Мое дело об усыновлении семьей Брирли слушалось 24 августа, и разрешение было получено, поэтому в «Нава Дживан» я пробыл всего пару месяцев. 14 сентября мне выдали паспорт, 24 сентября я покинул Индию и на следующий день, 25 сентября 1987 года, прибыл в Мельбурн. С момента, когда подросток с тележкой отвел меня в полицейский участок, и до той минуты, когда я сошел с самолета в Мельбурне, прошло чуть более пяти месяцев. Миссис Суд сказала, что, если бы меня усыновляли сейчас, процесс мог длиться годы.

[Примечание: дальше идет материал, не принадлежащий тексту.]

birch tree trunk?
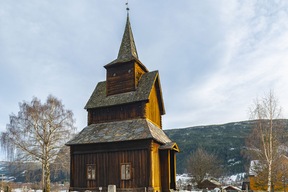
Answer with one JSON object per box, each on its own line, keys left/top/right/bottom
{"left": 267, "top": 160, "right": 272, "bottom": 192}
{"left": 43, "top": 160, "right": 51, "bottom": 192}
{"left": 246, "top": 91, "right": 285, "bottom": 192}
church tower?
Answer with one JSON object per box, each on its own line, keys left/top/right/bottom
{"left": 84, "top": 13, "right": 165, "bottom": 128}
{"left": 105, "top": 15, "right": 146, "bottom": 95}
{"left": 67, "top": 12, "right": 179, "bottom": 192}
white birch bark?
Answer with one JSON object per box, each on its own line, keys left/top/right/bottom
{"left": 248, "top": 91, "right": 283, "bottom": 192}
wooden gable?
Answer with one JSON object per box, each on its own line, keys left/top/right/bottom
{"left": 145, "top": 74, "right": 165, "bottom": 128}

Миссис Медхора пояснила, как так получилось, что меня забрали из «Лилуа», – мне казалось, что по состоянию здоровья. А настоящей причиной было то, что я потерялся и ИООУ намеревалось воссоединить меня с родителями. Из «Лилуа» отпускали детей, если существовала вероятность того, что они вернутся в свою семью. Вскоре после того, как было принято решение о моем усыновлении, ИООУ удалось после объявления в газетах вернуть в семьи двух потерявшихся детей, находившихся в «Лилуа». Но я располагал слишком скудной информацией, чтобы организация продолжала вести целенаправленные поиски.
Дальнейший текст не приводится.